Rex Stanley, Development Director
rex@wallowaavalanchecenter.org
Rex hails from the small town of Baggs, WY, where he grew up snowmobiling with his family and learning to snowboard on the slopes of Steamboat Springs, CO. He attended Boise State University where he graduated with a degree in Business Management. Currently living in La Grande, OR, he is learning to explore the backcountry of the Wallowas and Elkhorns via his split-board and snowmobile. He hopes to increase the reach that the WAC has for all backcountry users, and build upon the growing backcountry culture here in Northeast Oregon. When the snow melts, he can be found hiking and riding his bike with his pup and wife. He also serves as board member of the local mountain biking chapter, Blue Mountain Singletrack Trails Club.
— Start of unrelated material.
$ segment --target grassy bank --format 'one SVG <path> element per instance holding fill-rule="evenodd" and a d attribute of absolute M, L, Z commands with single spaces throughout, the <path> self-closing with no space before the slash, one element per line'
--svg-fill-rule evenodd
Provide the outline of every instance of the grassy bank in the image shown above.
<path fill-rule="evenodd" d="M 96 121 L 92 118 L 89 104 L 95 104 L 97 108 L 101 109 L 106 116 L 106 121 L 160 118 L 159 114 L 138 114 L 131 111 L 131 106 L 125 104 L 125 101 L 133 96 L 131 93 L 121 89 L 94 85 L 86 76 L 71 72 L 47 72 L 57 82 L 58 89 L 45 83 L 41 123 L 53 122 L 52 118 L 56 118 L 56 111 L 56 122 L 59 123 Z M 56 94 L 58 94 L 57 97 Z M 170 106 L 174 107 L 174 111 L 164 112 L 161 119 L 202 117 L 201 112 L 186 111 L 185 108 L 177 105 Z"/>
Michael Hatch, Avalanche Specialist
hatch@wallowaavalanchecenter.org
Michael Hatch grew up in Boise, ID and earned a B.S. in Resource Conservation/Wilderness Studies from the University of Montana, and an M.S. in Education from Eastern Oregon University. Currently, Hatch is the director of the Outdoor Adventure Program and instructor of Health and Human Performance for EOU. Hatch worked for over a decade as a backcountry ski guide in the Sawtooths and Wallowas. One of Hatch’s biggest passions is teaching avalanche courses, as an AIARE Course Leader for Level 1 and 2 classes. Hatch is a professional member of the American Avalanche Association and is also a board member for the WAC.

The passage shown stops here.